Michael Jenkinson
- Full name: Michael Augustine Jenkinson
- Born: 28 August 1940 Sydney, NSW, Australia
- Died: 18 June 2022 (aged 81)
- Height: 178 cm (5 ft 10 in)
- Weight: 76 kg (168 lb)

Rugby union career
- Position: Hooker

International career
- Years: Team / Apps / (Points)
- 1963: Australia

= Michael Jenkinson =

Michael Augustine Jenkinson (28 August 1940 – 18 June 2022) was an Australian international rugby union player.

Jenkinson was born in Sydney and attended Marcellin College. Restricted to rugby league at school, Jenkinson developed his rugby union with Vaucluse Juniors. He got his start in first grade rugby with Eastern Suburbs.

A journalist, Jenkinson moved to Newcastle in 1962 to act as northern correspondent for the Sydney Sun.

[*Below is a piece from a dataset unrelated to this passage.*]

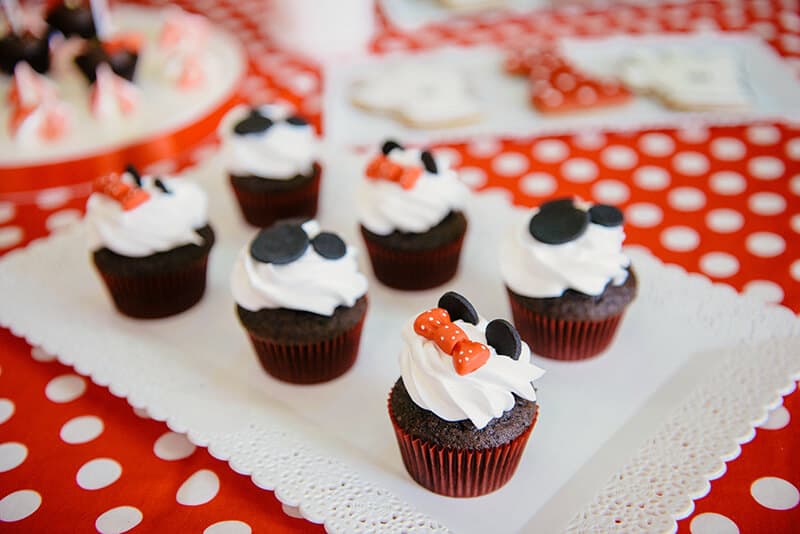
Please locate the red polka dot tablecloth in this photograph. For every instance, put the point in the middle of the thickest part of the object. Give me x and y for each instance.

Jenkinson was playing for Newcastle club Wanderers when he gained an international call up for the Wallabies' 1963 tour of South Africa, where he featured in eight matches of a possible 24, but did not play against the Springboks.

Post rugby, Jenkinson became a published author. He ghost wrote a book by Steve Finnane in 1978 entitled The Game They Play in Heaven and later authored a biography on Phil Hawthorne.